Edge and WAN networks are morphing rapidly. They are becoming increasingly application-aware and offer dynamic route selection with higher application quality.
Enterprises that use services such as intranet, voice, video, private/public cloud access, and other business-critical cloud services are expecting little or no problems in sending data from one office (site) to the other. Software-defined wide area networks (SD-WANs) promise all this and more.
However, SD-WAN is not without its own problems as the technology replaces older WANs, essentially, IP/MPLS-based networks. The difficulties arise because:
- SD-WAN allows multiple types of connectivity to be used, including the public Internet.
- OTT (over-the-top) services are bandwidth-unpredictable in nature.
- Video forms an increasing flow of information transferred between sites.
Let’s elaborate upon this. The internet is still considered by some enterprises and service providers to be unsuitable for carrying real-time applications, even when most of us use it every day as part of the consumer-connected world.
Most service providers rely on existing, relatively reliable, and more secure transport networks such as IP/MPLS. While the internet offers high bandwidth and low-cost connectivity, IP/MPLS continues to offer real-time SLA quality for site-to-site connectivity.
The SD-WAN layer will, therefore, have to ride both underlays (MPLS and internet) for a long time. MPLS will not phase out quickly; some estimates show a co-existence of over five years. This translates into a fairly long period for a hybrid solution based on the MPLS underlay and the SD-WAN overlay.
In this scenario, correlating SD-WAN overlay with the supporting underlay infrastructure can provide vital intelligence toward assuring an end-to-end SD-WAN based service.
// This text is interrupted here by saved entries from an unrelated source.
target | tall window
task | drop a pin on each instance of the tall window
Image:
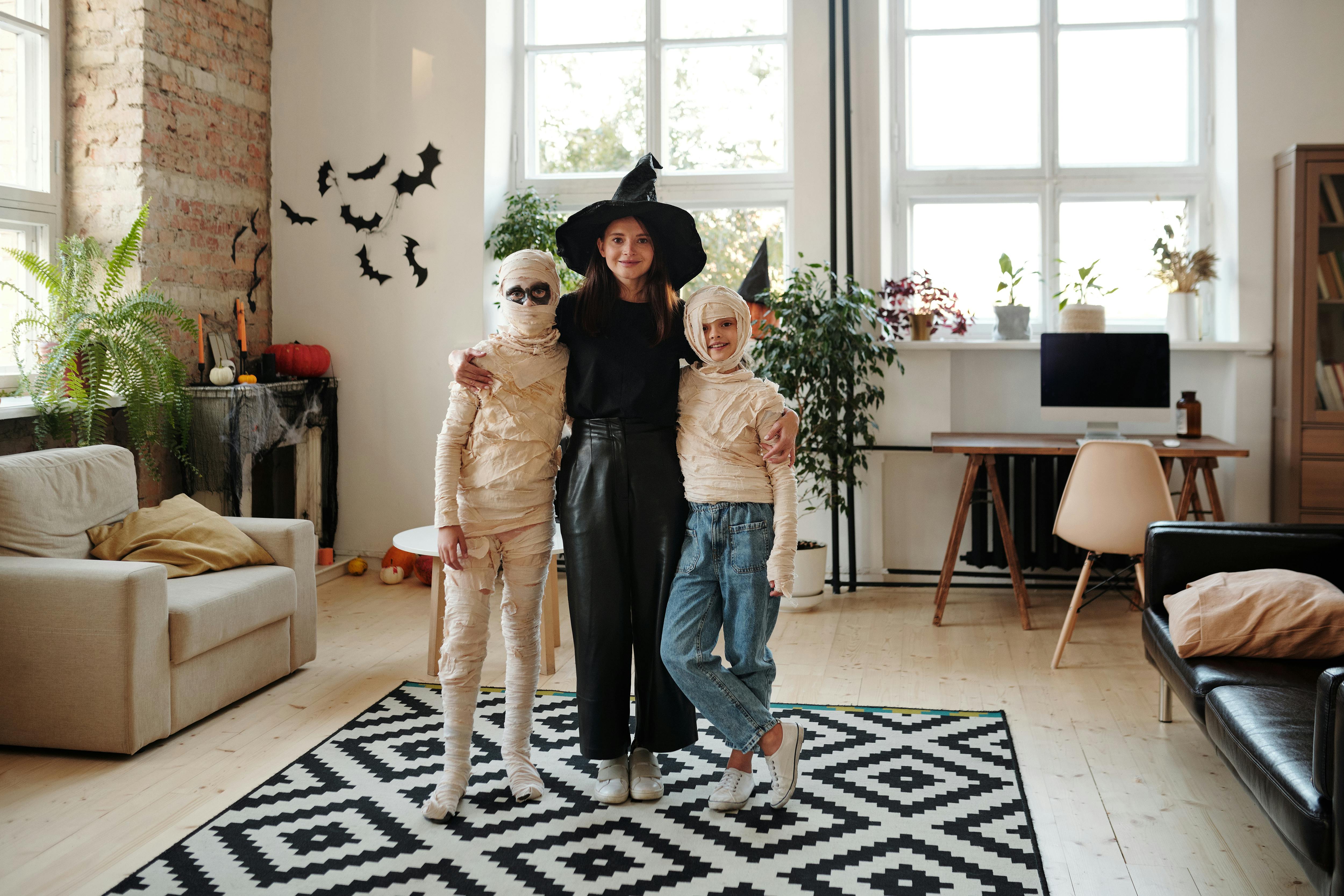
(30, 208)
(701, 84)
(1061, 132)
In a survey (Survey carried out by Light Reading/Heavy Reading in Nov. 2018 for Infovista) carried out across over 100 service providers, over 80% of the respondents reported that such correlation is important for them, while almost 30% considered it to be critical.
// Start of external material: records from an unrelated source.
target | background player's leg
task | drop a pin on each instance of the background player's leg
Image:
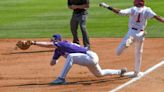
(122, 45)
(74, 27)
(83, 28)
(67, 66)
(97, 71)
(138, 55)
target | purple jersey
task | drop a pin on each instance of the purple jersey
(65, 47)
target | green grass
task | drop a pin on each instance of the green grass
(42, 18)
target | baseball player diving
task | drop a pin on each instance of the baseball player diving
(74, 54)
(138, 15)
Correlating underlay with overlay
This is the just the scenario for a service assurance system to come into play. First, it is important to visualise which transport will carry the SD-WAN traffic for an application from one site to another, and then, the manner in which the underlay impacts the SD-WAN overlay performance should be analysed.
Since the SD-WAN overlay acts as a tunnel for applications to travels between sites, and assures that all tunnel traffic is being carried with the correct SLA quality, the key performance indicators (KPIs) related to the SD-WAN tunnel as well as the underlying MPLS network path need to be monitored and correlated. This requirement stands irrespective of the kind of SD-WAN edge device (i.e., physical or virtualised CPEs).
For service providers, poor availability, low throughput, high bandwidth, low latency, high jitter, and high response time over the hybrid (MPLS and SD-WAN) network are just some of the problems that can beleaguer the promised levels of SD-WAN’s agility. To ensure seamless site-to-site connectivity, path analysis becomes extremely important. This includes measuring available bandwidth, utilisation, performance, and availability between sites for each path across different underlays.
Impact of the multi-vendor aspect of SD-WAN on its performance
Added to this complexity is the fact that the service provider needs to deal with multiple vendors of SD-WAN and MPLS. It is now recognised that multi-vendor SD-WAN deployments allow a degree of flexibility to the Service Provider as no single vendor can cover all the aspects of SD-WAN functions in their entirety. Edge CPEs (physical as well as virtualised), SD-WAN overlays, SD-WAN orchestrators, and security functions are delivered by multiple vendors.
In the above mentioned survey, 56% of Service Providers planned to offer a “single-pane-of-glass” reporting ability across WAN types and multiple vendors.
Using a single service assurance solution across multiple SD-WAN vendors can reduce opex as the SD-WAN services scale up.
Importance of SLA management
Service assurance is important not just to assure a high-quality network, but also to honour the terms of an SLA with the Service Provider’s enterprise customer.
It is clear that service providers need to extend their existing service level agreement (SLA) monitoring capabilities: more than 40% think that SLA monitoring is needed for each site, and over 35% believe that SLA monitoring is required for each SD-WAN service.
If SD-WAN is to deliver on its promise, the service assurance system not only needs to track the entire network end-to-end, but also move toward assuring performance at the edge. There are many ways to acquire performance information from edge devices: through the devices themselves, through SD-WAN controllers or, most preferably, through SD-WAN service orchestrators. Speed is vital in such data acquisitions; the faster, the better. Telemetry could act as a key source of data gathering in a streamed fashion, to deliver real-time (sub-minute or even sub-second) reporting on network performance and the SLAs.
At one time, service assurance, as a 24 × 7 management system, was introduced only after a new technology was well deployed, and only after new services were tested, launched, and commercially established. This has changed now. Service assurance is introduced much earlier into the technology deployment cycle; it is seen as a business-critical system to manage performance as soon as SD-WAN is deployed in an environment where multiple vendors provide the underlay and multiple SD-WAN vendors are used by the Service Provider.
In this highly complex multi-vendor environment, understanding and fixing issues because of overlay and underlay relationships is critical to the success of SD-WAN and delivering on its promise.